A Taylor polynomial of order $n$ around $z=z_0$ for the function $f(z)$ (assuming it is at least $n$ times differentiable at $z=z_0$) is a polynomial $P$ such that $$\deg P \le n$$ and which satisfies the $n+1$ conditions $$f(z_0)=P(z_0), \quad f'(z_0)=P'(z_0), \quad f''(z_0)=P''(z_0),\quad \ldots, \quad f^{(n)}(z_0)=P^{(n)}(z_0).$$

It's not hard to see that there is exactly one such polynomial (hence the Taylor polynomial of $f$ of order $n$ at $z=z_0$), and it has a relatively simple expression if it is written in terms of powers of $z-z_0$ instead of just powers of $z$ (although of course, there's no distinction if $z_0=0$).
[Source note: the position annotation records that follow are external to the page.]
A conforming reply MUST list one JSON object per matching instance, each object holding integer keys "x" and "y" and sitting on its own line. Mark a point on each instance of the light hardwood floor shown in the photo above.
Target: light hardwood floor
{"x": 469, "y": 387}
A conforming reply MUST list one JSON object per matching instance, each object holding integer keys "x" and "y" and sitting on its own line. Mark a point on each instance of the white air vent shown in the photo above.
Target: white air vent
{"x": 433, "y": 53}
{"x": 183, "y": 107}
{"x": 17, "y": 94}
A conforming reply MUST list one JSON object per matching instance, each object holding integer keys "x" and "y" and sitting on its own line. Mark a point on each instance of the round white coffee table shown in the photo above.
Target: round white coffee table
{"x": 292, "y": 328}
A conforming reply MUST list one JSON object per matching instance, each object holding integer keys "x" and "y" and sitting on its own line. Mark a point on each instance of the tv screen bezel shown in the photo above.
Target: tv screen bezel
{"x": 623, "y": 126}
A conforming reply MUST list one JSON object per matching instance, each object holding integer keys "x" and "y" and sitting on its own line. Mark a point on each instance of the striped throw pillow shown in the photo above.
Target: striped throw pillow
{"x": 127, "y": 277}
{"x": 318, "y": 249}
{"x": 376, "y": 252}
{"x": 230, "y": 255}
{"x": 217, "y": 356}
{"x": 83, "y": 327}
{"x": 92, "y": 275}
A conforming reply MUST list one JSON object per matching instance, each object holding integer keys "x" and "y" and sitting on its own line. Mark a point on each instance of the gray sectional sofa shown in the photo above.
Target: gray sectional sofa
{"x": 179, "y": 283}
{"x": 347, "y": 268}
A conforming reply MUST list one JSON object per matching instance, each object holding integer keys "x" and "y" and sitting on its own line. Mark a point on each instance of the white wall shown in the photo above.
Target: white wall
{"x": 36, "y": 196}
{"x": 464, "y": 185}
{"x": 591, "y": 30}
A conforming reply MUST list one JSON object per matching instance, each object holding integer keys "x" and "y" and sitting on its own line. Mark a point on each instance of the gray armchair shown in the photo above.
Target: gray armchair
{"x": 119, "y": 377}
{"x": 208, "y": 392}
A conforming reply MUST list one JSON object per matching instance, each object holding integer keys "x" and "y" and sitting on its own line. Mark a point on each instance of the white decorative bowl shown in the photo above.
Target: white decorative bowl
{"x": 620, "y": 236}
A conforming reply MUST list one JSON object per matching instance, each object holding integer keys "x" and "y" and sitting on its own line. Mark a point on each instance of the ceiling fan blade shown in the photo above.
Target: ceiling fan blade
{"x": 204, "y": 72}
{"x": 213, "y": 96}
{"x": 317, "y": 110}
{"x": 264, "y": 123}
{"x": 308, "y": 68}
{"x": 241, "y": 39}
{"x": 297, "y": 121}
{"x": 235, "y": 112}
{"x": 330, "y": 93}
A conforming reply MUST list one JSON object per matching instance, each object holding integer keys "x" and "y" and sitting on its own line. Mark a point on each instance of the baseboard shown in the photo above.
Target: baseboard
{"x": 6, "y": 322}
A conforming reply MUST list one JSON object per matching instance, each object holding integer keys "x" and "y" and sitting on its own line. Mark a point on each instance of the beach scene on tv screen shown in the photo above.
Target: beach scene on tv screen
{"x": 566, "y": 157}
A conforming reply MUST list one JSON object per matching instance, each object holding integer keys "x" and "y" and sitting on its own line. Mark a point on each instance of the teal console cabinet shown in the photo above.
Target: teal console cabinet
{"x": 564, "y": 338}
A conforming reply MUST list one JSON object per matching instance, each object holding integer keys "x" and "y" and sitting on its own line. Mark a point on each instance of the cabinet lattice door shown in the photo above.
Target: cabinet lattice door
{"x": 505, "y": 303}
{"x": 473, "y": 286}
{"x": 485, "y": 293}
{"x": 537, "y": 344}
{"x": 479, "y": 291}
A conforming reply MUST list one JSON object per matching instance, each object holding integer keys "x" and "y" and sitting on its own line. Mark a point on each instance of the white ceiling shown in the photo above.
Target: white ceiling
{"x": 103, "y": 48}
This expression is: $$P(z)=f(z_0)+f'(z_0)(z-z_0)+\frac{f''(z_0)}{2!}(z-z_0)^2+\cdots+\frac{f^{(n)}(z_0)}{n!}(z-z_0)^n=$$ $$=\sum_{k=0}^n \frac{f^{(k)}(z_0)}{k!}(z-z_0)^k.$$

Given the coincidences between $f$ and $P$, it is expected that $P$ represents to some extent a good aproximation of $f$ for values of $z$ close enough to $z_0$. Even more, for many functions taking $P$ with greater and greater order provides better aproximations, even to the point that with $n\to\infty$ the error of the approximation tends to zero and so the result is $f$ itself. The limit of the Taylor polynomial for $n\to \infty$ is $$\lim_{n\to\infty}\sum_{k=0}^n \frac{f^{(k)}(z_0)}{k!}(z-z_0)^k=\sum_{k=0}^\infty \frac{f^{(k)}(z_0)}{k!}(z-z_0)^k=$$ $$=f(z_0)+f'(z_0)(z-z_0)+\frac{f''(z_0)}{2!}(z-z_0)^2+\cdots+\frac{f^{(n)}(z_0)}{n!}(z-z_0)^n+\cdots,$$ and this becomes an alternative expression for $f(z)$ know as the Taylor series of $f$ or the Taylor [series] expansion.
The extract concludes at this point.